Battery Life & Portability
The 97Wh battery is the maximum size allowed for airline travel, but the 14nm i7-9750H and 4K panel drain it rapidly. Light productivity use (web browsing, document editing) delivers ~6-7 hours of battery life, while heavy rendering or gaming cuts that to ~2 hours. For comparison, the renewed M1 Pro MacBook Pro 14 at $300 less delivers 17+ hours of light use.
Weight is 4.5 lbs (2.04kg) for the touch model, which is heavier than modern 15-inch ultrabooks: the 2026 MacBook Air 15 weighs 3.3 lbs, and the current XPS 15 9530 weighs 4.2 lbs. The 130W barrel charger is bulky, and while the laptop supports 65W charging via Thunderbolt 3, this disables full CPU/GPU performance.
Final Verdict
Pros
- Premium CNC aluminum and carbon fiber build quality
- Excellent 4K UHD touch panel with 100% sRGB coverage
- Legacy port selection (USB-A, HDMI, SD card reader)
- User-replaceable SSD
Cons
- 7-year-old 9th Gen CPU with no NPU, fails Copilot+ requirements
- GTX 1650 GPU is outperformed by modern integrated graphics
- Soldered 16GB RAM, non-upgradeable
- Poor thermal management, severe throttling under load
- 60Hz display, no high refresh rate or OLED
- Terrible battery life compared to 2026 standards
- $1399 price is 40% higher than equivalent modern laptops
The Dell XPS 15 7590 is a 2019 device being sold at a 2026 premium, and it shows. It is entirely outclassed by every price-comparable modern laptop: the renewed M1 Pro MacBook Pro 14 ($1099) delivers 2x the CPU performance, 3x the battery life, and full AI feature support for $300 less. The Lenovo Legion 7 15IMH05 ($1099) offers 2.5x better gaming performance and a newer CPU.

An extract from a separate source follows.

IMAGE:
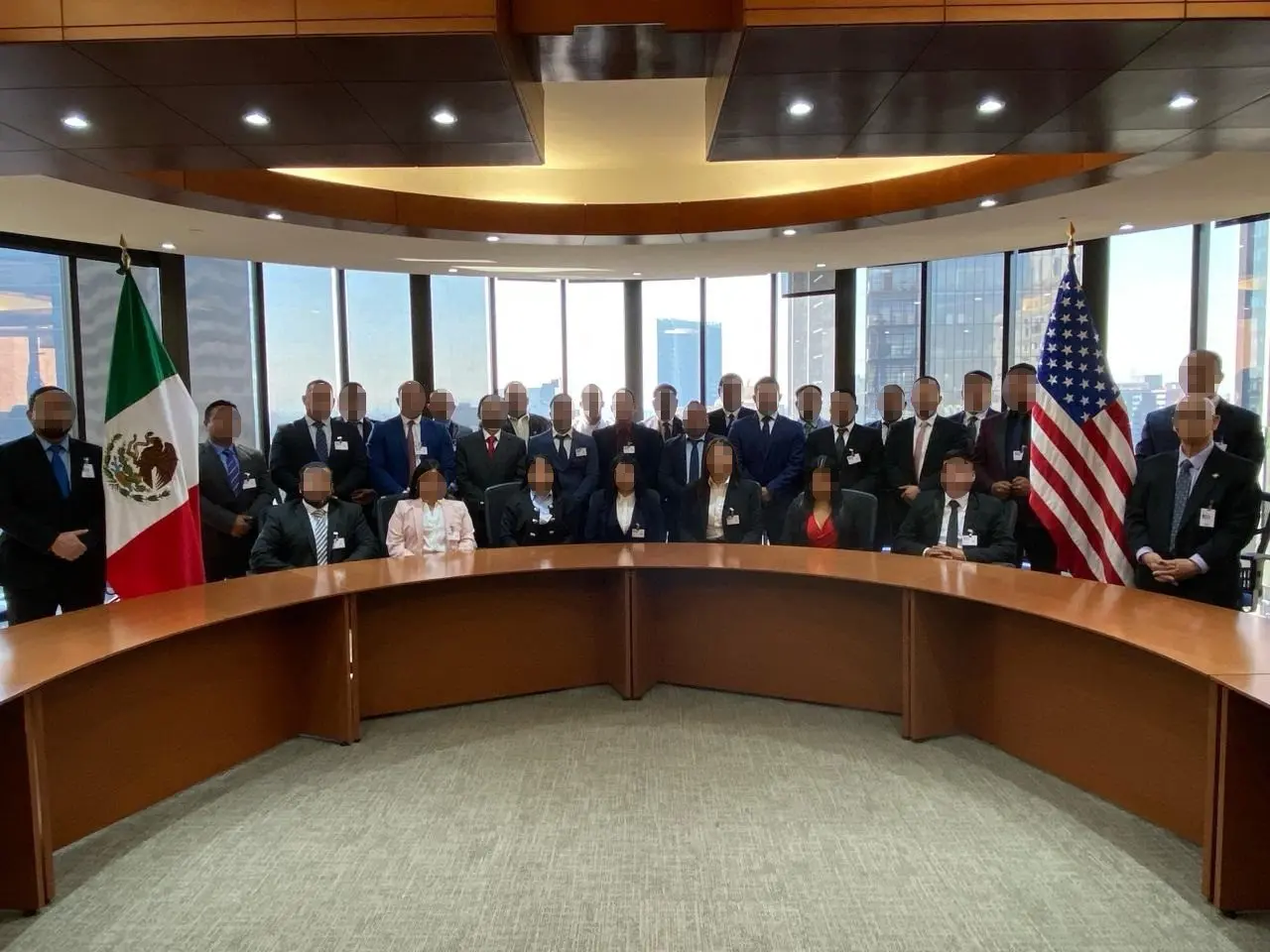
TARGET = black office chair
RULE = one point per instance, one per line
(495, 502)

Only buyers who absolutely require a 4K touch panel, legacy ports, and don't care about performance, AI features, or battery life should consider this device. For all other users, we strongly recommend avoiding this overpriced legacy product and opting for a modern Copilot+ PC or 2026 XPS 15 model.